2. L’Assemblée parlementaire confirme son engagement à coopérer
avec les pays du Maghreb, comme elle l’a exprimé dans sa
Résolution 1598 (2008) et sa
Recommandation
1825 (2008) «Renforcer la coopération avec les pays du Maghreb».
Elle rappelle ses dernières contributions substantielles en la matière,
notamment la
Résolution
1680 (2009) sur la création d’un statut de «partenaire pour la démocratie»
auprès de l’Assemblée parlementaire et la
Recommandation 1919 (2010) «Euro-Méditerranée: pour une stratégie du Conseil de l’Europe».
3. Elle se félicite des démarches concrètes entreprises pour
la mise en œuvre d’une coopération renforcée avec les pays du Maghreb,
en particulier dans le cadre des différents accords partiels ou
élargis ouverts aux Etats non membres, tels que la Commission européenne
pour la démocratie par le droit (Commission de Venise), le Centre
européen pour l’interdépendance et la solidarité mondiales (Centre
Nord-Sud) ou le Groupe Pompidou.
4. En ces temps de crise économique mondiale, l’Assemblée est
convaincue que le Conseil de l’Europe devrait continuer à considérer
la cohésion sociale comme un facteur essentiel de stabilité démocratique,
et que tout effort visant à promouvoir les valeurs de l’Organisation
au-delà de ses frontières devrait inclure un volet social. Une responsabilité
particulière incombe au Conseil de l’Europe en raison des interdépendances économiques
et sociales multiples entre les pays du Maghreb et les Etats européens,
ainsi que de son mandat en tant que promoteur de la démocratie et
des droits de l’homme. L’Assemblée réitère sa ferme volonté de développer
la coopération avec les parlements des trois pays du Maghreb par
le biais d’un débat régulier dans le cadre des sessions plénières,
des réunions des commissions ainsi que d’échanges plus informels.

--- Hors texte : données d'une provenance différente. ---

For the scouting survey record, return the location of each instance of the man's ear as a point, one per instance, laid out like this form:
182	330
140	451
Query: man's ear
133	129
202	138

5. En vue de renforcer la coopération avec les trois pays du
Maghreb central dans le domaine de la cohésion sociale, l’Assemblée
invite les Etats membres du Conseil de l’Europe:
5.1 à renforcer la coopération au
niveau de l’Assemblée parlementaire et à travers les dispositifs existants
de coopération intergouvernementale tels que la Commission de Venise,
le Centre Nord-Sud et le Groupe Pompidou;
5.2 à prendre les mesures suivantes par rapport à l’expertise
et aux mécanismes de coopération du Conseil de l’Europe:
5.2.1 soutenir les pays du Maghreb
dans leur développement démocratique afin de les aider à remplir
les conditions pour obtenir le statut de «partenaire pour la démocratie»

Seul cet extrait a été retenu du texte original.